Regulation

‘Transgender’ said for first time in SOTU

President Obama recognized transgender people in his State of the Union address, drawing praise from LGBT rights advocates who said it was the first time the term had ever been used in the high-profile speech.

“We’ve gotten used to hearing re:gays, but I think that’s the 1st time the President has ever said the word transgender in a #SOTU. #progress,” tweeted Lanae Erickson, of Third Way Perspectives, a centrist Washington-based think tank. 

Obama made the mention of transgender people in a section of the speech about human rights.

“That’s why we defend free speech, and advocate for political prisoners, and condemn the persecution of women, or religious minorities, or people who are lesbian, gay, bisexual, or transgender,” he said. “We do these things not only because they’re right, but because they make us safer.”

The president went on to call gay marriage a civil right.

“I’ve seen something like gay marriage go from a wedge issue used to drive us apart to a story of freedom across our country, a civil right now legal in states that seven in 10 Americans call home,” he said. “So I know the good, and optimistic, and big-hearted generosity of the American people who, every day, live the idea that we are our brother’s keeper, and our sister’s keeper. And I know they expect those of us who serve here to set a better example.”

“A better politics is one where we appeal to each other’s basic decency instead of our basest fears,” he said.

Obama’s reference Tuesday night comes on the heels of the Supreme Court’s decision Friday to take up the issue of gay marriage. The decision, expected to come by June, could include declaring a nationwide constitutional right to same-sex marriage.

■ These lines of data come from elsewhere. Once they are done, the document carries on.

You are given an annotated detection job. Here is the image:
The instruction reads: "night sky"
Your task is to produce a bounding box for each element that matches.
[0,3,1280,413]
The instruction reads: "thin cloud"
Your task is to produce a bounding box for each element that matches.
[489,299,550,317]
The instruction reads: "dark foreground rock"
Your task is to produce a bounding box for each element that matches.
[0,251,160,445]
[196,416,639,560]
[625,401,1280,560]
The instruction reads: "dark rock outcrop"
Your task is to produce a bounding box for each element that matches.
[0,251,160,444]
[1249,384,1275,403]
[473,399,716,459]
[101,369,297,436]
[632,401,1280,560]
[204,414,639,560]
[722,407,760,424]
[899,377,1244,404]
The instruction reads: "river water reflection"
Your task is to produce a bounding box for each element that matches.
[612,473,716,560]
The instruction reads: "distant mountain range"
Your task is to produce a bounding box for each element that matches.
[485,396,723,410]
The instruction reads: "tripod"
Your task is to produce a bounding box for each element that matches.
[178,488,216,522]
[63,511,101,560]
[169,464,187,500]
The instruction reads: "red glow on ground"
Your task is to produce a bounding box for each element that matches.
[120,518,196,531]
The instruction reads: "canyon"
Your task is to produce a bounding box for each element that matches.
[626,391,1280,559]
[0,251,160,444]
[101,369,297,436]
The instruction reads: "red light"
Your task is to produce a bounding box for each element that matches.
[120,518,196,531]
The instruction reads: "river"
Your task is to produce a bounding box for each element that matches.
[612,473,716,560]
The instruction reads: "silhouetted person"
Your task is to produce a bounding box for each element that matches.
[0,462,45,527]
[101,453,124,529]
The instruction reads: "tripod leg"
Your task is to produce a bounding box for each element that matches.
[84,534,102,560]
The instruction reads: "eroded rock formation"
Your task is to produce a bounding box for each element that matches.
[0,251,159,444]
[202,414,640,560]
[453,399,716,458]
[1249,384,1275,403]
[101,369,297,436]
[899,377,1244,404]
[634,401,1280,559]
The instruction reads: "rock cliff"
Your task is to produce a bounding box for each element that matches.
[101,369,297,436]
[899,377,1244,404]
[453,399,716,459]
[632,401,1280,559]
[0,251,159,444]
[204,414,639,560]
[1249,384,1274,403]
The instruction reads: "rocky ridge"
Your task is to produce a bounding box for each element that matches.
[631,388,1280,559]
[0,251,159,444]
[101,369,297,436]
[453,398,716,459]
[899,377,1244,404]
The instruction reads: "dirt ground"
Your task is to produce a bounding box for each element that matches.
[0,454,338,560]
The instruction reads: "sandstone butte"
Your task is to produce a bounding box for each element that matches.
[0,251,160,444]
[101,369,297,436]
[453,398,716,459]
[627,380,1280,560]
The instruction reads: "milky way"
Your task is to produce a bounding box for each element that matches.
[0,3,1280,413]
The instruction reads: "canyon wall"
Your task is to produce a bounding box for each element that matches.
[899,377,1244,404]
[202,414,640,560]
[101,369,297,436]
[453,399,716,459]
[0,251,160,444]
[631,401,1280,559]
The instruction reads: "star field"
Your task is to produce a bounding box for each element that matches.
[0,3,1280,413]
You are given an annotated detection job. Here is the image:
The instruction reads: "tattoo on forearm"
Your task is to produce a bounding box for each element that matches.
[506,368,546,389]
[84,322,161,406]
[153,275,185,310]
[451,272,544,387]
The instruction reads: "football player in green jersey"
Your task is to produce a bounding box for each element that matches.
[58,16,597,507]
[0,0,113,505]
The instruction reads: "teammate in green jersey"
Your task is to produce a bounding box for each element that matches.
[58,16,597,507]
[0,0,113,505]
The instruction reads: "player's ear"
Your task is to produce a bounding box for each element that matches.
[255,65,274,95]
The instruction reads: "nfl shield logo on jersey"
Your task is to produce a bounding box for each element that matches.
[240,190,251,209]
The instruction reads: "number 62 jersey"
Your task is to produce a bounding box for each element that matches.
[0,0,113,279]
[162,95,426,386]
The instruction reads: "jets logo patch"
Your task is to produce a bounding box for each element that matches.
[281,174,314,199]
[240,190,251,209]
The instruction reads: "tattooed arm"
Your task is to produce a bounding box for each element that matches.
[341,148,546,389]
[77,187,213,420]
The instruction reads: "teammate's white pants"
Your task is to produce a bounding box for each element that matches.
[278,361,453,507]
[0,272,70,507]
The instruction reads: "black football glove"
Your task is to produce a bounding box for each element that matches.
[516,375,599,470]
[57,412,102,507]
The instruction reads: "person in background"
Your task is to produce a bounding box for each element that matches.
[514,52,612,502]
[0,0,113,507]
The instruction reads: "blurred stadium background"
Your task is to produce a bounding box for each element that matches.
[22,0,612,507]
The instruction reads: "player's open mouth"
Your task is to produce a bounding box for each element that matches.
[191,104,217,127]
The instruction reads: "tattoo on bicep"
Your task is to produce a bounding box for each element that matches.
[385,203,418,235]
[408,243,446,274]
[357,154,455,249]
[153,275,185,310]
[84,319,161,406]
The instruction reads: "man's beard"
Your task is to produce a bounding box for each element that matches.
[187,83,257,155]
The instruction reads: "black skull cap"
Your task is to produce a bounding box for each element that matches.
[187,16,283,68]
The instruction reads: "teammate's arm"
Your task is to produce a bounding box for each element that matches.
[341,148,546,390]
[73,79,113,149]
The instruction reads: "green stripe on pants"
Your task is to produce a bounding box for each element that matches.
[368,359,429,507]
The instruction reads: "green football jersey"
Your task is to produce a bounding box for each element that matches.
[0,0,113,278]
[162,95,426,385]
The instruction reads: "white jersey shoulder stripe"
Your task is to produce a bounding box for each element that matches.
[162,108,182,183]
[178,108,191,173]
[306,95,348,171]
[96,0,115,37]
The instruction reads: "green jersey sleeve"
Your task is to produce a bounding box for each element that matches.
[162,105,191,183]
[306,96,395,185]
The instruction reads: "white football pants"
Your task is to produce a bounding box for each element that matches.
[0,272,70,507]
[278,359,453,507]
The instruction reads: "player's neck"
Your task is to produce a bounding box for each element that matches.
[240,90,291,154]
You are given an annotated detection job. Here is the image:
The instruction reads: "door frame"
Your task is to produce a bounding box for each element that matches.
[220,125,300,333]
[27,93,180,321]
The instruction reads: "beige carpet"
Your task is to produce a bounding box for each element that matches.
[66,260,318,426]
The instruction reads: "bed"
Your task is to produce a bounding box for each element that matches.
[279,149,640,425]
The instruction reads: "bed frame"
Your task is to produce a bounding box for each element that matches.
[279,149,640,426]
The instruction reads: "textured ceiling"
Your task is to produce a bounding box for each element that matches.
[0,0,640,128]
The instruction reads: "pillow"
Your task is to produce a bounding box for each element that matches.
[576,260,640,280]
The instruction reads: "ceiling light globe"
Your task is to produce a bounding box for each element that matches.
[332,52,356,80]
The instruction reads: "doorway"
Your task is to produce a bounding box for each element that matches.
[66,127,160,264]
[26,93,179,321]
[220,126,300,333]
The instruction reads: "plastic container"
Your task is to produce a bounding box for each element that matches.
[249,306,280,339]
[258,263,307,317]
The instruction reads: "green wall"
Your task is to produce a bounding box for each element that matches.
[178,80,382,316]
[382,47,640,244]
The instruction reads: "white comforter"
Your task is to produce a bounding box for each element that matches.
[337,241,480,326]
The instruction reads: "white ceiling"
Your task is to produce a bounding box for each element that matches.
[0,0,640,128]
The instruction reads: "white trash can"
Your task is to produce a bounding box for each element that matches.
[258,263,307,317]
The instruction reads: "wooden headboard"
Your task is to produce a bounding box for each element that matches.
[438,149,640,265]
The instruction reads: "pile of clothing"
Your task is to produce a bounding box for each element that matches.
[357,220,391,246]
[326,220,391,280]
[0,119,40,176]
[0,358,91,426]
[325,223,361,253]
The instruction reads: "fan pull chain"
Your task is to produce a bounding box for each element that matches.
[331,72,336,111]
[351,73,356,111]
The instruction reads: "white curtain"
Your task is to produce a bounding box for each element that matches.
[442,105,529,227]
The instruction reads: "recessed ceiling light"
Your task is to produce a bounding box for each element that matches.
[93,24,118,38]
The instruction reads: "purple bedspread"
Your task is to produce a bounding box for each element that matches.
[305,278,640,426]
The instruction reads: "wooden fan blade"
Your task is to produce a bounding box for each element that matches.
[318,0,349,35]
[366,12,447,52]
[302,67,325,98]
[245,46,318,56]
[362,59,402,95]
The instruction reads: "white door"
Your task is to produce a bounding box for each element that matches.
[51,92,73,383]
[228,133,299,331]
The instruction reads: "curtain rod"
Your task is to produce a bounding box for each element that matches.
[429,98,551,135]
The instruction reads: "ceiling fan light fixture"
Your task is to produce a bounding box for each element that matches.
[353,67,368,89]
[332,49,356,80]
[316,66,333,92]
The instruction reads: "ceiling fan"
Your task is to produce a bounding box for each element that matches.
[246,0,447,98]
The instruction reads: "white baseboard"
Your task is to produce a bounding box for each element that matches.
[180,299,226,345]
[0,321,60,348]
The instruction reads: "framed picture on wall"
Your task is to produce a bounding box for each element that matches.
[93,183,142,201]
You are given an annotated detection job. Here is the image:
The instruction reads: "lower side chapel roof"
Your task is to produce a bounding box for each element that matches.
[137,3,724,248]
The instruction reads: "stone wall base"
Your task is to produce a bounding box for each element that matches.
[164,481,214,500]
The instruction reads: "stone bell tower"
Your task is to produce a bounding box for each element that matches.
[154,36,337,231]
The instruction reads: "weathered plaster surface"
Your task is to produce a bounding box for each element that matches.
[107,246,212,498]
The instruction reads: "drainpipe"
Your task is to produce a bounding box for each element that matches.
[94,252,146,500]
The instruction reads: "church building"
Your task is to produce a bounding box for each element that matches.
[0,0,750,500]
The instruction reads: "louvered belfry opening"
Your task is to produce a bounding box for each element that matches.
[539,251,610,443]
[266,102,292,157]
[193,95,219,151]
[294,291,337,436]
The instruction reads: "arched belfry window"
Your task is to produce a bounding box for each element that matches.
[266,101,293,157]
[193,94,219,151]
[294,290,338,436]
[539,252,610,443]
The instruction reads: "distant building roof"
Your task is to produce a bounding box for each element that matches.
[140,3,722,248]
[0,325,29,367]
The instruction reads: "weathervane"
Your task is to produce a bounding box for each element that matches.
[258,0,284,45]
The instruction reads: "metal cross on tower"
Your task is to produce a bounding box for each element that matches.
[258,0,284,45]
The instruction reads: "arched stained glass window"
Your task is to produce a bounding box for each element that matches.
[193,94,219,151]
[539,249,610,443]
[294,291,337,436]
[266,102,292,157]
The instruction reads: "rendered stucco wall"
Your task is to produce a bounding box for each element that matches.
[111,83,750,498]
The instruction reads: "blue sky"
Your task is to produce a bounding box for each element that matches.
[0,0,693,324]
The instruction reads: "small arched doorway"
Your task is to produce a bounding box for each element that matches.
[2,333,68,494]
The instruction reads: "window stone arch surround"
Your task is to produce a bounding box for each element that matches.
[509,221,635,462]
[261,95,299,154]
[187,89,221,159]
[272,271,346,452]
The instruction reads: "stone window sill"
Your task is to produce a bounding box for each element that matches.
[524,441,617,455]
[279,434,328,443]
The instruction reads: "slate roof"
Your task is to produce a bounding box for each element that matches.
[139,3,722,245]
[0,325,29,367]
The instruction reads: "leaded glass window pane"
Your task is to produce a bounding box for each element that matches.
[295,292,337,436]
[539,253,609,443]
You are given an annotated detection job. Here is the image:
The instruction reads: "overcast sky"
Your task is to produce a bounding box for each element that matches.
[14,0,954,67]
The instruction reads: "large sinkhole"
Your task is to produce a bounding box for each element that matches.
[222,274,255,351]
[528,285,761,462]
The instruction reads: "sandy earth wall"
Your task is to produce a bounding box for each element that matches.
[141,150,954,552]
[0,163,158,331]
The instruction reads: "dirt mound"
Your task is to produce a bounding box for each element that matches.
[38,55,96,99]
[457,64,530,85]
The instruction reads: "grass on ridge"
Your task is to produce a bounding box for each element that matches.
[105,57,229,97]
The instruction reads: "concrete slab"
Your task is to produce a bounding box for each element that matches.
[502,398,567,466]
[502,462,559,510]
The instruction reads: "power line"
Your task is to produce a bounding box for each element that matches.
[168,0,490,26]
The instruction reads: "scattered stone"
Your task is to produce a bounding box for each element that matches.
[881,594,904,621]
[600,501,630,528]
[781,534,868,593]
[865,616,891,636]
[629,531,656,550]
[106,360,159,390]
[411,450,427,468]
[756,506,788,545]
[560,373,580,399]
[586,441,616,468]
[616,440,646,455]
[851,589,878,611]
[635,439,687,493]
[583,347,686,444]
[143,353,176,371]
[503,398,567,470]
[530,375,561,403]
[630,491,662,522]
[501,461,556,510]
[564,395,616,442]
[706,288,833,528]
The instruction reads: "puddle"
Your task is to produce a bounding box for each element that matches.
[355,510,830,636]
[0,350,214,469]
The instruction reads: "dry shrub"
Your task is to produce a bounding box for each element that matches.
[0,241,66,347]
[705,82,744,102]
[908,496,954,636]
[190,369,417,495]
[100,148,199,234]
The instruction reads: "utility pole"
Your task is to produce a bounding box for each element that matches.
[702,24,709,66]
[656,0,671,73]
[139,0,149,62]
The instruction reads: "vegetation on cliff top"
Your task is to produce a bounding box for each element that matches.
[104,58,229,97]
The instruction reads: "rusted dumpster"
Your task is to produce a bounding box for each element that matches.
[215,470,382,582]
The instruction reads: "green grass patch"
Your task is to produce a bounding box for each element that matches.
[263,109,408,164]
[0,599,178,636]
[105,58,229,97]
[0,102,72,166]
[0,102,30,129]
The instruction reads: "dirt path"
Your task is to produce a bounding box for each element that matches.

The court is hearing an appeal from a ruling of the 6th Circuit Court of Appeals, which in November upheld bans on gay marriage in Ohio, Michigan, Kentucky and Tennessee. A total of two and a half hours will be allocated for the hearings, in which the court will rule on whether states are required to license a marriage between same-sex couples and whether states have to recognize same sex-marriage licenses from other states under the 14th Amendment.